Feature

Students go to bat for Attawapiskat

Fran Côté

Last fall, Teviah Moro, a reporter for the Timmins Daily Press wrote a series of articles on a desperate situation in Attawapiskat, a First Nations community on the James Bay coast. I shared these stories with my Grade 5/6 class at Iroquois Falls Public School. They immediately decided that they needed to do something to help.

Fumes from a leaking diesel fuel tank under the J.R. Nakogee Public School permeated the school, making people sick. In 1999, the school was condemned and its 400 students placed in about 20 “temporary” portable classrooms. They’re still there six years later! They have no gymnasium, no library, no lunchroom and few of the services that we take for granted in our southern Ontario schools.
Our MP, Charlie Angus, came to speak to the class and praised them for their interest. He suggested a letter-writing campaign and reminded them of this quote: “A small drop of ink can make hundreds, perhaps thousands, think.”

Charlie told the students that they have a voice and could be heard. The federal politicians who decide on aboriginal issues, including education, needed to hear about the public’s displeasure with the plight of students in Attawapiskat. We hoped the issue would get more attention and would be resolved sooner.

Soon after Charlie’s visit, we invited Timmins Daily Press columnist, Xavier Kataquapit, who is originally from Attawapiskat, to come to our school. He thanked the students for their efforts on behalf of his community. Then he talked about the building of J.R. Nakogee PS and how very proud the whole community was of their school. For many children the school was the only place that was always warm and had electricity (from the diesel-fed generators) and running water. He said people were very sad to see their well-loved school boarded up, contaminated and condemned, with mushrooms growing out of the carpets and mold everywhere.

Charlie and Xavier’s talks motivated the students to start their letterwriting campaign. They wrote to the MPs on the Standing Committee on Aboriginal Issues and some also wrote to Prime Minister Paul Martin and to Indian and Northern Affairs Minister Andy Scott.

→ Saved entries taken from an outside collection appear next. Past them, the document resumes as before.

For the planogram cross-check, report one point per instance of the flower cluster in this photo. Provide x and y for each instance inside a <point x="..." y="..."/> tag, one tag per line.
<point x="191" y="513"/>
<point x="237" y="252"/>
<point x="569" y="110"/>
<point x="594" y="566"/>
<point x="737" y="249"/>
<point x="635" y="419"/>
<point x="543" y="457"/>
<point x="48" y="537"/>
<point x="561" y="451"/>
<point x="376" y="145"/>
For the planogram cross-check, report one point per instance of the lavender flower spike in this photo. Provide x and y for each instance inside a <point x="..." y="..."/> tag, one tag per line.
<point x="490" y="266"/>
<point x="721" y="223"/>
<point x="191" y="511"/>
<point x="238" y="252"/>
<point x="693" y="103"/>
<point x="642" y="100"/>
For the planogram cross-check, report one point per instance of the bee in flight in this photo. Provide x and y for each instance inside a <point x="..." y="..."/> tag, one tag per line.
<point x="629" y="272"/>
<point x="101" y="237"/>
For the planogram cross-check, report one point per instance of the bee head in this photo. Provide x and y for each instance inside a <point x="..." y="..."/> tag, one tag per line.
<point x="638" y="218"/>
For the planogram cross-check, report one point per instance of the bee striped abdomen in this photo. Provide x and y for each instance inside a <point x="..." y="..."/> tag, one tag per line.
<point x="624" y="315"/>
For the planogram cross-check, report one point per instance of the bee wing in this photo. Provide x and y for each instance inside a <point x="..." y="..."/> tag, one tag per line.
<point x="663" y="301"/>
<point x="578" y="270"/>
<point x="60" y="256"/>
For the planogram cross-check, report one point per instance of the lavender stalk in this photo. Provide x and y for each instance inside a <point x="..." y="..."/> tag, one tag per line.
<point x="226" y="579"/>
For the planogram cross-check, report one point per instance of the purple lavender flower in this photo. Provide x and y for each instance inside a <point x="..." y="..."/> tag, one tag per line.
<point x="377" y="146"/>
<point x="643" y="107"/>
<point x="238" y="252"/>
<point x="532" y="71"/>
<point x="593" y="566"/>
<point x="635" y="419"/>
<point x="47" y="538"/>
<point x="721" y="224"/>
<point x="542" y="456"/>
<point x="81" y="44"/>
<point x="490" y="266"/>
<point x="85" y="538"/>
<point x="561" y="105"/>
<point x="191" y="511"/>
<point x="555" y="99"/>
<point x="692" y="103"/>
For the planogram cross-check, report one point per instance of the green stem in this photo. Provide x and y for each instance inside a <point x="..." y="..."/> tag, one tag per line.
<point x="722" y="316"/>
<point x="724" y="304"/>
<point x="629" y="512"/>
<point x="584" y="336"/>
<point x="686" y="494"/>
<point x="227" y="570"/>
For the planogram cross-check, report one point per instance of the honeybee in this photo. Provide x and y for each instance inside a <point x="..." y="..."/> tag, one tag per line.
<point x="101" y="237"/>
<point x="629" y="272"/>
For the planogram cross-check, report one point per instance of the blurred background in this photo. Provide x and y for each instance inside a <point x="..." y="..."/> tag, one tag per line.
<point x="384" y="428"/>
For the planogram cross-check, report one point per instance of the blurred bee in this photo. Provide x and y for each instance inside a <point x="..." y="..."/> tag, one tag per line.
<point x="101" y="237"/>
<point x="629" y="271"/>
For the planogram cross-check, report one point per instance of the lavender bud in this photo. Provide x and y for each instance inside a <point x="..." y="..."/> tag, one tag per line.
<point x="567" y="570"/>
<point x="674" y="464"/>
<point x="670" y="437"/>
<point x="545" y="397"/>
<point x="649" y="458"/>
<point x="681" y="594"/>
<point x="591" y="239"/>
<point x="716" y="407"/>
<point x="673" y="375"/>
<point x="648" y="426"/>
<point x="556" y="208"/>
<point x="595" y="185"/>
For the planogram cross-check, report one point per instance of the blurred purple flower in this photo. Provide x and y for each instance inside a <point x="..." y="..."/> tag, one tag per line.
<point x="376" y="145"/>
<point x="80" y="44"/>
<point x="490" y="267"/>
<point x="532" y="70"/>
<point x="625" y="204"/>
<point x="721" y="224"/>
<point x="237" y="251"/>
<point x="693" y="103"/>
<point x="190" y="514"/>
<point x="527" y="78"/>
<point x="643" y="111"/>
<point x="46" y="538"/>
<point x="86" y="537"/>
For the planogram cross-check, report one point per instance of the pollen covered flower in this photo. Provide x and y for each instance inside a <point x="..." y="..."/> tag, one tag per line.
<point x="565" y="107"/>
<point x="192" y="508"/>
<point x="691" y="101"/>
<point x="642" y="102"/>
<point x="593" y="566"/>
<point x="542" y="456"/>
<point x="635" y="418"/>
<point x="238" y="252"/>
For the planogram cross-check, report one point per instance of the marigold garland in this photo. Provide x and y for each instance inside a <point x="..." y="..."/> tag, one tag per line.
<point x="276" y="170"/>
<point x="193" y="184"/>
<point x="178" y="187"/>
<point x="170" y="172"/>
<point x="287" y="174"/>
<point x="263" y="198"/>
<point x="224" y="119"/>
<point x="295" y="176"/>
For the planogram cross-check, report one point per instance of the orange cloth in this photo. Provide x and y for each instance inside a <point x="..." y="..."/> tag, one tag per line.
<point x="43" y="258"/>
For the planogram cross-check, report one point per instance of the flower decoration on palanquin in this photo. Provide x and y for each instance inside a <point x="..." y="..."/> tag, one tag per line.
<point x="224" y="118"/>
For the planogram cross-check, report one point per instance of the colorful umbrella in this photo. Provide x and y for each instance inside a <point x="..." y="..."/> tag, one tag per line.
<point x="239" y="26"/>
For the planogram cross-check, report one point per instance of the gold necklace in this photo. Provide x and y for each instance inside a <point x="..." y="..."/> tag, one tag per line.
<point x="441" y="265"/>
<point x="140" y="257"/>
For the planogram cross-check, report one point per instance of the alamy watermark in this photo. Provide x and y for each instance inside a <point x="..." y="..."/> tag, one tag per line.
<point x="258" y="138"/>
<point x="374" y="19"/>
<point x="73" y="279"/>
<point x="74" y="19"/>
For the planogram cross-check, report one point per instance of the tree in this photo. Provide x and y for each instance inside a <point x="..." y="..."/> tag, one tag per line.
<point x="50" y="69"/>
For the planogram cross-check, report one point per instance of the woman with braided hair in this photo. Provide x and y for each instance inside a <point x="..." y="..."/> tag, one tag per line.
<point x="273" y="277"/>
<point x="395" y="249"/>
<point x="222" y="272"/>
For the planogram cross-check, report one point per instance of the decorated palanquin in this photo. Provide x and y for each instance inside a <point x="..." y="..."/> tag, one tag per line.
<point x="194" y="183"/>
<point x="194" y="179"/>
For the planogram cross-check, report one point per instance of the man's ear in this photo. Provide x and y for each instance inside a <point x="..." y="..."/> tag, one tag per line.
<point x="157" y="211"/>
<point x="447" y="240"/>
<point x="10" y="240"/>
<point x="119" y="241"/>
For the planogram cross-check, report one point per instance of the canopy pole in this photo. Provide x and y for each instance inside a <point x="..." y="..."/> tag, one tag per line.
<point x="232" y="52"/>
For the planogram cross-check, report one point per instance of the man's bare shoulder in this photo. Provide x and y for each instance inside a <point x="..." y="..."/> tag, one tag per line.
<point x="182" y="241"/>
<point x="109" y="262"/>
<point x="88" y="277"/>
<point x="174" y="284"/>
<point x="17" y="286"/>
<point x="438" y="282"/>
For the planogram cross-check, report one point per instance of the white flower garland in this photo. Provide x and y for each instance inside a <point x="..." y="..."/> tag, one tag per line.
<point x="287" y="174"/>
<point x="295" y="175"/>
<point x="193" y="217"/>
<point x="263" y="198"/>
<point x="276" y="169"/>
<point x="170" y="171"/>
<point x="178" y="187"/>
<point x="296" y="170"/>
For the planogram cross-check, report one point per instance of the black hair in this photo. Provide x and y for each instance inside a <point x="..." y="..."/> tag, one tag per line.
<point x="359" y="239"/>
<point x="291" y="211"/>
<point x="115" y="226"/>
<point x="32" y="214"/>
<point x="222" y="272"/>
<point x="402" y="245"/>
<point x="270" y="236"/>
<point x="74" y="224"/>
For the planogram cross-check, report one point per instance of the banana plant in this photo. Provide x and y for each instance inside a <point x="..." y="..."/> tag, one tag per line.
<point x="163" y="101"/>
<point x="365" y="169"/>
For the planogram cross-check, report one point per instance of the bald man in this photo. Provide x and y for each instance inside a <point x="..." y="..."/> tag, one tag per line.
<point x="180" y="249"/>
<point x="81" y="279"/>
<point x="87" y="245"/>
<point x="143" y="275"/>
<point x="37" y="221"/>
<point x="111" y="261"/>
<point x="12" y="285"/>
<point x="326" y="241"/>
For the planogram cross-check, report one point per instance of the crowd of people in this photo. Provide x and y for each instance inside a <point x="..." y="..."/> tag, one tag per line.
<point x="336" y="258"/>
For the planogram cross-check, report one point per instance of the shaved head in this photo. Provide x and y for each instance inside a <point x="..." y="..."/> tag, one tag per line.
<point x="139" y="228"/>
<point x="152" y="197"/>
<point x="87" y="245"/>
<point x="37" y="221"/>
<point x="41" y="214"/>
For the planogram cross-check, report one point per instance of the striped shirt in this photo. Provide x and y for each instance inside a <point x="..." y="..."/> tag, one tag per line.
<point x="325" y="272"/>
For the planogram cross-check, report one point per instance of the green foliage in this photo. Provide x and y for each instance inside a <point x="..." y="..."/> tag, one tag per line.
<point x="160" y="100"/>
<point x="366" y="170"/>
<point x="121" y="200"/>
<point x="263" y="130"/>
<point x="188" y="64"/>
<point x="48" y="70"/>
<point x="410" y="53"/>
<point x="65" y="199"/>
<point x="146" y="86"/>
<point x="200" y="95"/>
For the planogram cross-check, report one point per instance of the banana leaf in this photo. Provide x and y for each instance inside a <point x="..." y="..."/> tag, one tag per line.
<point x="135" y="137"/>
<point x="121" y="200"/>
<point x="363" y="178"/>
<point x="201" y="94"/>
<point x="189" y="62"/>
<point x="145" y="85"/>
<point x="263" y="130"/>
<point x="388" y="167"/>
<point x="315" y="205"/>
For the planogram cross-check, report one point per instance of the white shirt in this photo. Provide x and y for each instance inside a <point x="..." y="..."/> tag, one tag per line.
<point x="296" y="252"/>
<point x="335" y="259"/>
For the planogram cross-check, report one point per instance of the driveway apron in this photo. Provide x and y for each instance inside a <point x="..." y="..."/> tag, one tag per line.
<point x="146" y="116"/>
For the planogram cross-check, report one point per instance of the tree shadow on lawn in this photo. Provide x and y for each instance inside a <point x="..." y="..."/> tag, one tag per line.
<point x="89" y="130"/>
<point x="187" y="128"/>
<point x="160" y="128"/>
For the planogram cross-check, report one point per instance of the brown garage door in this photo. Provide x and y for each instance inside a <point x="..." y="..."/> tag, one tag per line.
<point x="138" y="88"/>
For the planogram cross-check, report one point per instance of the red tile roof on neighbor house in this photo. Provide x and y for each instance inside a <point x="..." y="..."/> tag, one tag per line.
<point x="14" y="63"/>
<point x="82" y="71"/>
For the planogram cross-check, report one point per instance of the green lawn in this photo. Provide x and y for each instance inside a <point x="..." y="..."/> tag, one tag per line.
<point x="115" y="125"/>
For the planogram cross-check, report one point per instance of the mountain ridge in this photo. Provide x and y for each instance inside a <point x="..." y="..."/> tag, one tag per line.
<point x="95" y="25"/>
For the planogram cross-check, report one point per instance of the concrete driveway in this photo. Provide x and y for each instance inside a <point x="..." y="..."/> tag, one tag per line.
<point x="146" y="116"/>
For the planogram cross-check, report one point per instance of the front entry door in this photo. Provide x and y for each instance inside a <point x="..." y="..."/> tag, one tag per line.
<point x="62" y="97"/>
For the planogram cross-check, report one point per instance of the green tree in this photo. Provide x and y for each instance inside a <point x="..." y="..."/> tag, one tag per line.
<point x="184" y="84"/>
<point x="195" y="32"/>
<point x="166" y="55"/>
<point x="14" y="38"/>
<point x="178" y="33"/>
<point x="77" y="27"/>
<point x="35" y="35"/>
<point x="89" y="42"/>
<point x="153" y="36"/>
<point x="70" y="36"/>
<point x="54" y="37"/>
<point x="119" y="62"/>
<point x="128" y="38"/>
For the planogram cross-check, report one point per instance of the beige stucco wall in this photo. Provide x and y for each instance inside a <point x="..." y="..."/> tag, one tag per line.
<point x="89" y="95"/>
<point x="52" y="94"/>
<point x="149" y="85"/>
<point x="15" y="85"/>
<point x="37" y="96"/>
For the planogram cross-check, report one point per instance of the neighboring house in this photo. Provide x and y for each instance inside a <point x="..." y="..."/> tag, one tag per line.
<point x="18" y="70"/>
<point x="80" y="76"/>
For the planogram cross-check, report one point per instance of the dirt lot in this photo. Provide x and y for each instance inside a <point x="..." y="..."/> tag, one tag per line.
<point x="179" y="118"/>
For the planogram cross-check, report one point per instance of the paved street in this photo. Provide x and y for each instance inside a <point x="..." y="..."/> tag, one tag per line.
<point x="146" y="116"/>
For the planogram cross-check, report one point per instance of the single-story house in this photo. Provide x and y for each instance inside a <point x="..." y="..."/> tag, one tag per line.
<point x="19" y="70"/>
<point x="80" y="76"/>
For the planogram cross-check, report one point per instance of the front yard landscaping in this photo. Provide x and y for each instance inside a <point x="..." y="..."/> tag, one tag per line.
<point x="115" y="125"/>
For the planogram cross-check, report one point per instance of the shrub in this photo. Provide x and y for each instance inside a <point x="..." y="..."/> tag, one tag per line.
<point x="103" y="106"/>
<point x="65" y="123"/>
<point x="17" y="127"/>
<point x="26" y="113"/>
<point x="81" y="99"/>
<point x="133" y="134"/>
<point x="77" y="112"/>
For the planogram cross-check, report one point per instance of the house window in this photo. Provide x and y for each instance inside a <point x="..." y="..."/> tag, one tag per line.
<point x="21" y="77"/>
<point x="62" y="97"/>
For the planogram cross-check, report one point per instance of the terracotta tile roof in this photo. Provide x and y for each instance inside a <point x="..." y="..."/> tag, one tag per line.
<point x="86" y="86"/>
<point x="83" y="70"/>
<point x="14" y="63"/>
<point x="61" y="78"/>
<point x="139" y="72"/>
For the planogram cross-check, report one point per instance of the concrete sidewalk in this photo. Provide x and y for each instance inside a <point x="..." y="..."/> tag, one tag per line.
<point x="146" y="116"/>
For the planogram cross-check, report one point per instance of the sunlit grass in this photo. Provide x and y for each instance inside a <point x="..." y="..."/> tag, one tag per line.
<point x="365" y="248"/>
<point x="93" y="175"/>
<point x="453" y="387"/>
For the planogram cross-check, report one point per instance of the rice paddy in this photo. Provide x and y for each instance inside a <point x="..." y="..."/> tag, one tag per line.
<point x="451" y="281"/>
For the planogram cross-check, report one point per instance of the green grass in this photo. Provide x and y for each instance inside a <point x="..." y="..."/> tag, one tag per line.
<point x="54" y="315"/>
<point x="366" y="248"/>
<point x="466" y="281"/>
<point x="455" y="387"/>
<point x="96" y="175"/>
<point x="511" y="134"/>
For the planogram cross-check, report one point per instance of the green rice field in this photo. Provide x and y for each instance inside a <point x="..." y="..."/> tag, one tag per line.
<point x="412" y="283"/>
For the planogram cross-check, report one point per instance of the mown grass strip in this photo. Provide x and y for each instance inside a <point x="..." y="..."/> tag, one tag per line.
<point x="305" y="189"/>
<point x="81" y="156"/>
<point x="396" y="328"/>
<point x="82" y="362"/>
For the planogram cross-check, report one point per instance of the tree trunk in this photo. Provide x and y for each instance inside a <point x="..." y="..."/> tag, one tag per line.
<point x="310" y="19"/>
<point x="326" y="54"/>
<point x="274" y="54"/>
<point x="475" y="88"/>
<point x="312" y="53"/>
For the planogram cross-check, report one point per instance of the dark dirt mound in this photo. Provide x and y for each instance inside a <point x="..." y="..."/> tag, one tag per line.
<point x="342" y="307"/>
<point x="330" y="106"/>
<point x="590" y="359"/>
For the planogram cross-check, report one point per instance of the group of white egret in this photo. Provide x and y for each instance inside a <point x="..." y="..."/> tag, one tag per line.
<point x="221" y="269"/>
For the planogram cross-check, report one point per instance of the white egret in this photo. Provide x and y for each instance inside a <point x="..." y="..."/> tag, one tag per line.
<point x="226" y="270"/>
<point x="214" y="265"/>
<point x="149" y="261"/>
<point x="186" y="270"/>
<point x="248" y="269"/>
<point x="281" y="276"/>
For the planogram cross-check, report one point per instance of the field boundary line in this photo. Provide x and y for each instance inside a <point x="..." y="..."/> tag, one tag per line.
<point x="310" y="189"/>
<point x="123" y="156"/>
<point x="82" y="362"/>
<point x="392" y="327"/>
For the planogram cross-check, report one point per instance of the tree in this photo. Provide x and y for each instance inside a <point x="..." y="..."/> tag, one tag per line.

Charlie told the Attawapiskat Education Authority about our campaign and their officer, Ignace Gull, thanked us for our efforts.

As promised, Charlie returned to IFPS to collect the students’ letters and distributed them in the House of Commons. “I am inspired by the spirit of today’s young generation. Never let anyone tell you that the world cannot be changed. Never let anyone tell you that young people cannot make a difference,” he wrote.

The students soon began receiving responses from politicians. Mainly, the response was a polite “Thank you for your interest in the situation.” But we expected that. It was the act of writing the letters that was so very valuable, not the response.

The students are very proud of what they have done. The life lesson about speaking up for others when you see an unfair situation is invaluable. Learning that you have a voice and that your voice can be heard is a fundamental lesson in our democratic society. This is putting our social studies program into action.

We like to think of our letter-writing campaign as a pebble dropped in a quiet pool of water. The ripples are gently moving out and who knows how far they will go. We are beginning to get interest from other teachers who wish to participate. Perhaps if enough students write enough letters, Attawapiskat may finally get its new school.

To learn more about this campaign, please visit our website Student Advocacy at www.dsbl.edu.on.ca/ijps/sa. You will find sample letters in French and English, as well as addresses of politicians.

Chi Meegwetch.
(This means 'thank you very much’ in Cree.)

Fran Côté teaches Grade 5/6 French immersion at Iroquois Falls Public School.